Wasn't in car crashes, near misses, flying, or nearly drowning (I was too busy to be scared).
Wasn't when I had a 5,000+ lb. piece of equipment hit me and break a bone. It happened too fast and I was too ticked off.
Wasn't riding shotgun in a whiteout snow storm in the Adirondacks for over an hour (the tinny little noise from the back seat my buddy and I heard for fifteen minutes turned out to be his panicked wife singing show tunes under her breath to keep her nerves under control!). I'd almost do that one again. And it wasn't navigating by a hundreths-of-a-mile odometer in a car rally for half an hour during a whiteout because we couldn't see the end of the hood of the car but knew cars were coming behind us (with the same buddy driving as before -- been there, done that -- really deja vu).
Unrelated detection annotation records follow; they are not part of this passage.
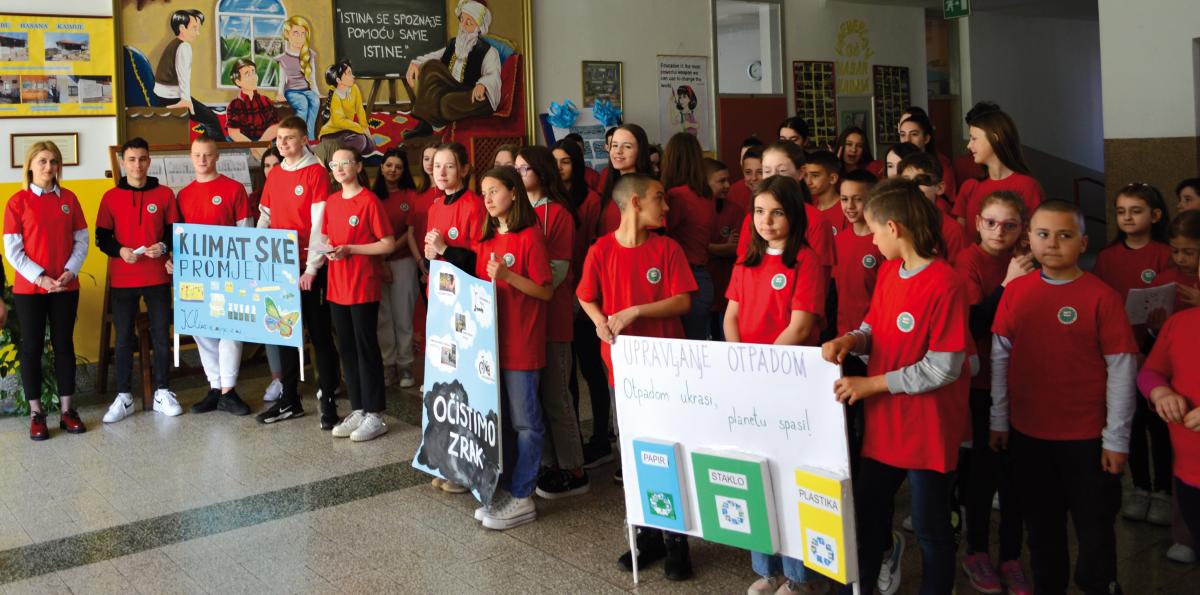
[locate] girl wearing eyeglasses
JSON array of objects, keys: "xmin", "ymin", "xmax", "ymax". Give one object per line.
[{"xmin": 954, "ymin": 191, "xmax": 1033, "ymax": 593}]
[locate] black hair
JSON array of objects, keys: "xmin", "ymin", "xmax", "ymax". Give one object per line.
[
  {"xmin": 371, "ymin": 145, "xmax": 416, "ymax": 200},
  {"xmin": 170, "ymin": 8, "xmax": 204, "ymax": 35},
  {"xmin": 551, "ymin": 137, "xmax": 592, "ymax": 211},
  {"xmin": 118, "ymin": 137, "xmax": 150, "ymax": 158},
  {"xmin": 740, "ymin": 175, "xmax": 809, "ymax": 269}
]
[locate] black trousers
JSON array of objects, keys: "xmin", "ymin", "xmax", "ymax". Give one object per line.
[
  {"xmin": 280, "ymin": 269, "xmax": 342, "ymax": 403},
  {"xmin": 570, "ymin": 317, "xmax": 612, "ymax": 446},
  {"xmin": 966, "ymin": 389, "xmax": 1022, "ymax": 561},
  {"xmin": 1009, "ymin": 429, "xmax": 1121, "ymax": 595},
  {"xmin": 109, "ymin": 283, "xmax": 172, "ymax": 392},
  {"xmin": 12, "ymin": 292, "xmax": 79, "ymax": 401},
  {"xmin": 324, "ymin": 301, "xmax": 385, "ymax": 413},
  {"xmin": 1129, "ymin": 395, "xmax": 1174, "ymax": 493}
]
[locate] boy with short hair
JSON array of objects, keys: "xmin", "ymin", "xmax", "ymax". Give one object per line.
[
  {"xmin": 96, "ymin": 137, "xmax": 184, "ymax": 423},
  {"xmin": 226, "ymin": 58, "xmax": 280, "ymax": 143},
  {"xmin": 804, "ymin": 151, "xmax": 846, "ymax": 235},
  {"xmin": 575, "ymin": 174, "xmax": 697, "ymax": 581},
  {"xmin": 896, "ymin": 152, "xmax": 974, "ymax": 263},
  {"xmin": 257, "ymin": 116, "xmax": 341, "ymax": 431},
  {"xmin": 990, "ymin": 200, "xmax": 1138, "ymax": 593},
  {"xmin": 179, "ymin": 137, "xmax": 254, "ymax": 415}
]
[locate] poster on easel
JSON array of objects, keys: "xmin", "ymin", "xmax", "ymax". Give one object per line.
[{"xmin": 0, "ymin": 13, "xmax": 116, "ymax": 118}]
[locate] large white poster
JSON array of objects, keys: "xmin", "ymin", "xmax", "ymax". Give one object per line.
[
  {"xmin": 659, "ymin": 55, "xmax": 716, "ymax": 151},
  {"xmin": 612, "ymin": 336, "xmax": 858, "ymax": 583}
]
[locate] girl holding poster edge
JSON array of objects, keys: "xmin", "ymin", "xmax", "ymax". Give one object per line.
[
  {"xmin": 725, "ymin": 175, "xmax": 826, "ymax": 595},
  {"xmin": 322, "ymin": 149, "xmax": 396, "ymax": 443},
  {"xmin": 474, "ymin": 167, "xmax": 554, "ymax": 530},
  {"xmin": 822, "ymin": 180, "xmax": 970, "ymax": 593}
]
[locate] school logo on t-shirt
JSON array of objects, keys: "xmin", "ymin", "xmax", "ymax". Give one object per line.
[{"xmin": 1058, "ymin": 306, "xmax": 1079, "ymax": 324}]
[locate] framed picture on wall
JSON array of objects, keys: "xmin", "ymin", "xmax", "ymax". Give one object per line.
[
  {"xmin": 583, "ymin": 60, "xmax": 624, "ymax": 109},
  {"xmin": 8, "ymin": 132, "xmax": 79, "ymax": 168}
]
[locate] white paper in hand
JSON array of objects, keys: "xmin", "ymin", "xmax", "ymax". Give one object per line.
[{"xmin": 1126, "ymin": 283, "xmax": 1175, "ymax": 324}]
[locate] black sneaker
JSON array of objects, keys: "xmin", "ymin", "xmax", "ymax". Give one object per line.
[
  {"xmin": 617, "ymin": 528, "xmax": 667, "ymax": 572},
  {"xmin": 662, "ymin": 533, "xmax": 692, "ymax": 581},
  {"xmin": 254, "ymin": 397, "xmax": 304, "ymax": 423},
  {"xmin": 535, "ymin": 469, "xmax": 592, "ymax": 500},
  {"xmin": 583, "ymin": 440, "xmax": 616, "ymax": 469},
  {"xmin": 217, "ymin": 390, "xmax": 250, "ymax": 415},
  {"xmin": 317, "ymin": 397, "xmax": 342, "ymax": 432},
  {"xmin": 192, "ymin": 389, "xmax": 221, "ymax": 413}
]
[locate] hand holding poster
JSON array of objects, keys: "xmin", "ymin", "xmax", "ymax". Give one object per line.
[
  {"xmin": 172, "ymin": 223, "xmax": 304, "ymax": 351},
  {"xmin": 413, "ymin": 260, "xmax": 503, "ymax": 504},
  {"xmin": 612, "ymin": 336, "xmax": 858, "ymax": 583}
]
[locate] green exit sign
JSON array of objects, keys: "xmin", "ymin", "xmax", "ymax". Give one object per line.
[{"xmin": 942, "ymin": 0, "xmax": 971, "ymax": 19}]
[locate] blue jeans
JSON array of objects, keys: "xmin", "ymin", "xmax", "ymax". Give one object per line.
[
  {"xmin": 750, "ymin": 552, "xmax": 812, "ymax": 583},
  {"xmin": 679, "ymin": 266, "xmax": 713, "ymax": 341},
  {"xmin": 283, "ymin": 89, "xmax": 320, "ymax": 139},
  {"xmin": 500, "ymin": 369, "xmax": 546, "ymax": 498}
]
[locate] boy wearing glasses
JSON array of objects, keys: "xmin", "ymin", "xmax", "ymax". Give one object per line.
[{"xmin": 896, "ymin": 152, "xmax": 967, "ymax": 263}]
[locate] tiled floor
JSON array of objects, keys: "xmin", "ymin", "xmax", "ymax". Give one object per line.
[{"xmin": 0, "ymin": 366, "xmax": 1200, "ymax": 594}]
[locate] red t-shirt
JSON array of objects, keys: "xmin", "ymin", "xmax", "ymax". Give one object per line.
[
  {"xmin": 954, "ymin": 172, "xmax": 1046, "ymax": 244},
  {"xmin": 176, "ymin": 175, "xmax": 250, "ymax": 227},
  {"xmin": 725, "ymin": 178, "xmax": 754, "ymax": 212},
  {"xmin": 1092, "ymin": 241, "xmax": 1175, "ymax": 302},
  {"xmin": 4, "ymin": 186, "xmax": 88, "ymax": 294},
  {"xmin": 320, "ymin": 188, "xmax": 394, "ymax": 306},
  {"xmin": 863, "ymin": 259, "xmax": 970, "ymax": 473},
  {"xmin": 475, "ymin": 226, "xmax": 553, "ymax": 369},
  {"xmin": 380, "ymin": 190, "xmax": 425, "ymax": 260},
  {"xmin": 421, "ymin": 188, "xmax": 487, "ymax": 256},
  {"xmin": 833, "ymin": 227, "xmax": 883, "ymax": 336},
  {"xmin": 954, "ymin": 244, "xmax": 1013, "ymax": 390},
  {"xmin": 708, "ymin": 199, "xmax": 745, "ymax": 312},
  {"xmin": 667, "ymin": 186, "xmax": 716, "ymax": 266},
  {"xmin": 96, "ymin": 186, "xmax": 175, "ymax": 287},
  {"xmin": 259, "ymin": 163, "xmax": 329, "ymax": 251},
  {"xmin": 991, "ymin": 271, "xmax": 1138, "ymax": 440},
  {"xmin": 726, "ymin": 247, "xmax": 826, "ymax": 345},
  {"xmin": 1144, "ymin": 308, "xmax": 1200, "ymax": 487},
  {"xmin": 575, "ymin": 234, "xmax": 697, "ymax": 386},
  {"xmin": 534, "ymin": 200, "xmax": 576, "ymax": 343}
]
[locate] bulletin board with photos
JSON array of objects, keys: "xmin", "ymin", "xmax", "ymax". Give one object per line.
[
  {"xmin": 792, "ymin": 60, "xmax": 838, "ymax": 146},
  {"xmin": 871, "ymin": 66, "xmax": 912, "ymax": 148}
]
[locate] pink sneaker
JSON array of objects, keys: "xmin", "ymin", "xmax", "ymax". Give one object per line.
[
  {"xmin": 1000, "ymin": 560, "xmax": 1033, "ymax": 595},
  {"xmin": 962, "ymin": 552, "xmax": 1004, "ymax": 594}
]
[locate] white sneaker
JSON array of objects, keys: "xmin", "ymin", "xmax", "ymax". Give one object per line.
[
  {"xmin": 154, "ymin": 389, "xmax": 184, "ymax": 417},
  {"xmin": 332, "ymin": 409, "xmax": 367, "ymax": 438},
  {"xmin": 484, "ymin": 495, "xmax": 538, "ymax": 531},
  {"xmin": 104, "ymin": 392, "xmax": 133, "ymax": 423},
  {"xmin": 350, "ymin": 413, "xmax": 388, "ymax": 443},
  {"xmin": 263, "ymin": 378, "xmax": 283, "ymax": 403}
]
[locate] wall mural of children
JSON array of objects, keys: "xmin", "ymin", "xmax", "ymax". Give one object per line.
[
  {"xmin": 319, "ymin": 60, "xmax": 377, "ymax": 156},
  {"xmin": 275, "ymin": 14, "xmax": 321, "ymax": 138},
  {"xmin": 154, "ymin": 8, "xmax": 226, "ymax": 142}
]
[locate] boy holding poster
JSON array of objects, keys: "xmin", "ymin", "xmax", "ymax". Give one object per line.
[
  {"xmin": 258, "ymin": 116, "xmax": 341, "ymax": 429},
  {"xmin": 96, "ymin": 137, "xmax": 184, "ymax": 423},
  {"xmin": 179, "ymin": 137, "xmax": 253, "ymax": 415},
  {"xmin": 575, "ymin": 173, "xmax": 696, "ymax": 581}
]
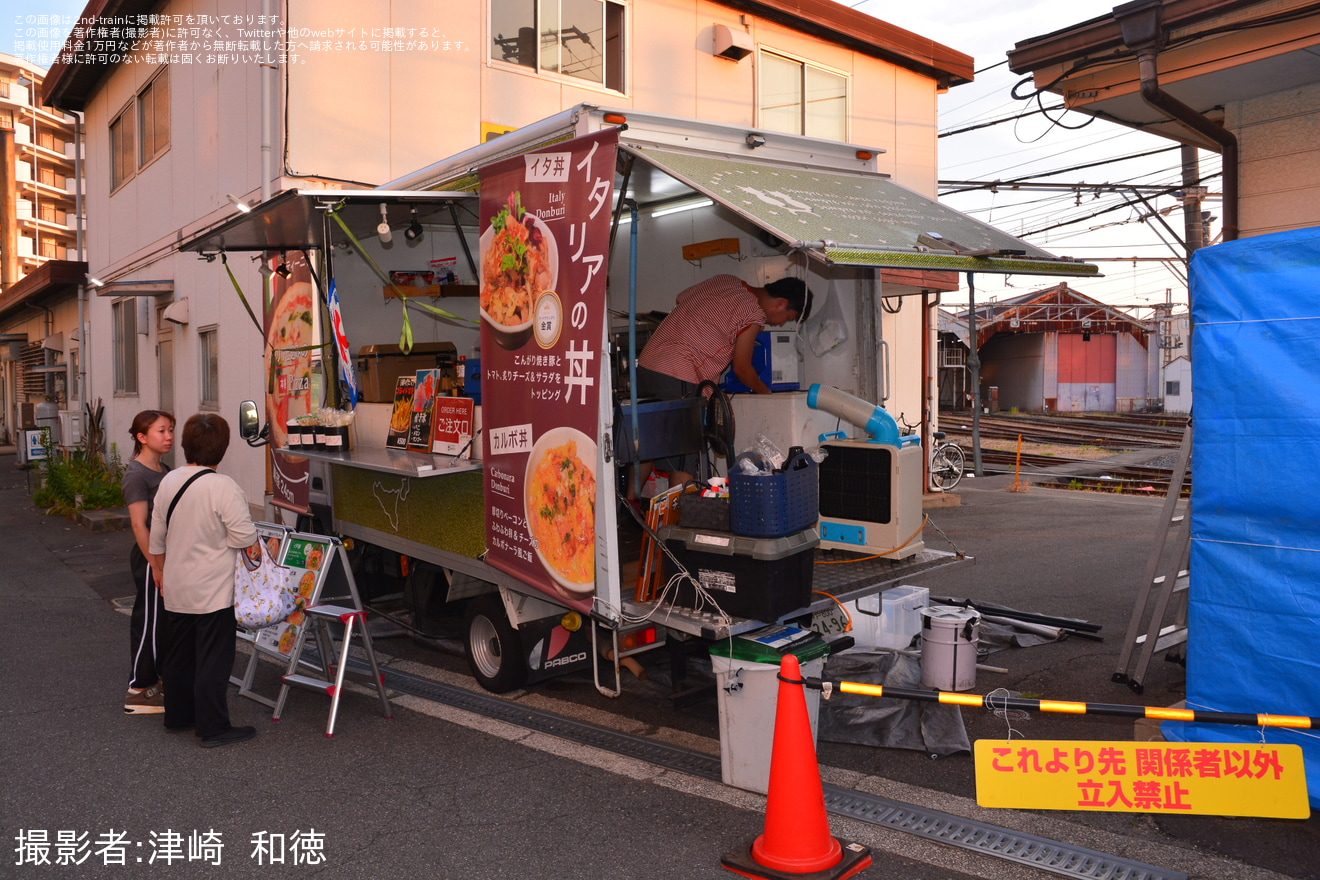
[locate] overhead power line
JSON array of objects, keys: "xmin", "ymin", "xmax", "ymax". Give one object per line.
[{"xmin": 941, "ymin": 146, "xmax": 1181, "ymax": 195}]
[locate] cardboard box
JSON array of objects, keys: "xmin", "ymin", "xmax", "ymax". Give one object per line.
[{"xmin": 356, "ymin": 342, "xmax": 458, "ymax": 404}]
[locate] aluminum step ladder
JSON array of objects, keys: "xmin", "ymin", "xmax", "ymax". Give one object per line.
[
  {"xmin": 230, "ymin": 522, "xmax": 393, "ymax": 736},
  {"xmin": 278, "ymin": 598, "xmax": 393, "ymax": 736},
  {"xmin": 1113, "ymin": 424, "xmax": 1192, "ymax": 694}
]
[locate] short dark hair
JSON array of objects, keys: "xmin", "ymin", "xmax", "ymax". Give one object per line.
[
  {"xmin": 183, "ymin": 413, "xmax": 230, "ymax": 467},
  {"xmin": 766, "ymin": 278, "xmax": 812, "ymax": 321}
]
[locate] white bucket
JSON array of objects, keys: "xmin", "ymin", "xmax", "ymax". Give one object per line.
[{"xmin": 921, "ymin": 606, "xmax": 981, "ymax": 690}]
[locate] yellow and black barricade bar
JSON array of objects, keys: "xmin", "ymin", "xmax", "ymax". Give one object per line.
[{"xmin": 783, "ymin": 678, "xmax": 1320, "ymax": 730}]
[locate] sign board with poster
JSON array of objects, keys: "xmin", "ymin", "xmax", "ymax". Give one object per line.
[
  {"xmin": 232, "ymin": 522, "xmax": 334, "ymax": 707},
  {"xmin": 264, "ymin": 252, "xmax": 318, "ymax": 513},
  {"xmin": 408, "ymin": 369, "xmax": 440, "ymax": 453},
  {"xmin": 975, "ymin": 739, "xmax": 1311, "ymax": 819},
  {"xmin": 22, "ymin": 427, "xmax": 50, "ymax": 462},
  {"xmin": 480, "ymin": 129, "xmax": 618, "ymax": 611},
  {"xmin": 385, "ymin": 376, "xmax": 417, "ymax": 449}
]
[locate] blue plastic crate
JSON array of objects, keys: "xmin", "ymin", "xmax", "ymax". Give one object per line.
[{"xmin": 729, "ymin": 453, "xmax": 820, "ymax": 538}]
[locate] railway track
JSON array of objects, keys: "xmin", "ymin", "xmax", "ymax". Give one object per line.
[
  {"xmin": 940, "ymin": 413, "xmax": 1192, "ymax": 496},
  {"xmin": 940, "ymin": 413, "xmax": 1187, "ymax": 451}
]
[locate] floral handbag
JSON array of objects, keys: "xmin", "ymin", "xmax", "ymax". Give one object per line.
[{"xmin": 234, "ymin": 553, "xmax": 298, "ymax": 629}]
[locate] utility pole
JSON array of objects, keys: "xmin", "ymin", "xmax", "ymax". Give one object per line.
[
  {"xmin": 968, "ymin": 272, "xmax": 981, "ymax": 476},
  {"xmin": 1183, "ymin": 144, "xmax": 1205, "ymax": 260}
]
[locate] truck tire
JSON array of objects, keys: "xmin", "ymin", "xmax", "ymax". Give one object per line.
[{"xmin": 463, "ymin": 592, "xmax": 527, "ymax": 694}]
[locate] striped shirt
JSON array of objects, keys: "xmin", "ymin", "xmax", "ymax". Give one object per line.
[{"xmin": 638, "ymin": 274, "xmax": 766, "ymax": 385}]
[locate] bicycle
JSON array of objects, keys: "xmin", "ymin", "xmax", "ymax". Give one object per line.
[{"xmin": 896, "ymin": 413, "xmax": 968, "ymax": 492}]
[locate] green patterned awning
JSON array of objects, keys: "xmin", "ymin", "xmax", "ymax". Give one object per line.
[
  {"xmin": 820, "ymin": 243, "xmax": 1098, "ymax": 276},
  {"xmin": 620, "ymin": 144, "xmax": 1098, "ymax": 276}
]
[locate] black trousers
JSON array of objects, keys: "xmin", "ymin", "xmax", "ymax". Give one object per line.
[
  {"xmin": 128, "ymin": 542, "xmax": 161, "ymax": 689},
  {"xmin": 161, "ymin": 606, "xmax": 235, "ymax": 736}
]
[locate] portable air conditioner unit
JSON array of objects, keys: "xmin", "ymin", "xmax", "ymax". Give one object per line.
[{"xmin": 818, "ymin": 439, "xmax": 925, "ymax": 559}]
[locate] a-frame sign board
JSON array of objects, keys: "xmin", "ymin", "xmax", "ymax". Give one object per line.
[{"xmin": 230, "ymin": 522, "xmax": 393, "ymax": 736}]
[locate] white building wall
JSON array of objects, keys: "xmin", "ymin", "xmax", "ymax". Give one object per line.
[
  {"xmin": 1225, "ymin": 83, "xmax": 1320, "ymax": 237},
  {"xmin": 1162, "ymin": 358, "xmax": 1192, "ymax": 413}
]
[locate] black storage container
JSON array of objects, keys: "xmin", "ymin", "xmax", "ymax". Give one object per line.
[{"xmin": 660, "ymin": 525, "xmax": 820, "ymax": 620}]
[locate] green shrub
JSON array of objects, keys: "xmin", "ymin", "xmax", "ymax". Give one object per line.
[{"xmin": 32, "ymin": 445, "xmax": 124, "ymax": 516}]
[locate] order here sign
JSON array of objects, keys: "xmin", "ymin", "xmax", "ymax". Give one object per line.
[{"xmin": 975, "ymin": 739, "xmax": 1311, "ymax": 819}]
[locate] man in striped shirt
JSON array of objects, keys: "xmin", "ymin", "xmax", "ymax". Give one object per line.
[{"xmin": 638, "ymin": 274, "xmax": 812, "ymax": 484}]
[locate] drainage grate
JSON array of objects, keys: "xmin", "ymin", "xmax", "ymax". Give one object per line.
[
  {"xmin": 372, "ymin": 661, "xmax": 1188, "ymax": 880},
  {"xmin": 825, "ymin": 785, "xmax": 1188, "ymax": 880}
]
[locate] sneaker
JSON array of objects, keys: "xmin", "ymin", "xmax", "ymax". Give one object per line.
[
  {"xmin": 202, "ymin": 727, "xmax": 256, "ymax": 748},
  {"xmin": 124, "ymin": 682, "xmax": 165, "ymax": 715}
]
I'd do that again, too.
Wasn't standing at the edge of a closed course, high speed rally route and seeing a). a car hit a tree, b). a car hit a truck, or c). a car hit a photographer (different rallies, different spots, different cars, btw). Wasn't even when a Canadian driver on the practice/press stage I was working kept using me as his apex marker on the turn. He knew that I knew that he knew, and kept getting closer and closer, and grinning more and more. He was smiling pretty big after the last run he came within about six inches and I didn't move. Kinda freaked out a safety marshall though. I still do stuff like that when I can. Trust is a beautiful thing.
Wasn't having knives pulled on me or having a loaded shotgun waved around in front of me. Wasn't drawing a bead on the guy breaking into the downstairs apartment where three girls lived. He didn't try for the secluded kitchen window, where there was a purse and a TV. He was on the front of the house, under a light, going for a bedroom window. Don't want to do that again, but I would.
Wasn't saying, "I do." Wasn't signing the mortgage papers. Don't want to do that again either! Once is enough for both.
The second scariest moment was explaining to friends that a buddy (26, maybe 27 years old) of ours had had a major cardiac episode and lying to them by saying he was going to make it. The #1 was when we had been doing CPR on him for twenty minutes and the security guard then asked if he should call for an ambulance. Never been more mad and scared. If I hadn't been so exhausted and working so hard, I would have beat that fool to a pulp. That was over twenty years ago and it still gets me. It's one of several reasons that I don't trust anyone to be able to bail my butt out of a jam.
After that episode, I don't usually get too scared. I've got a few bright lights to keep the dark at bay, and not all of them are flashlights. Still don't like it much when a critter jumps out of nowhere, but I gotta smile when I know that my stepson thinks I've led a boring life. It's all a matter of perspective. Everyone has a few things to forget, but hopefully, more to remember.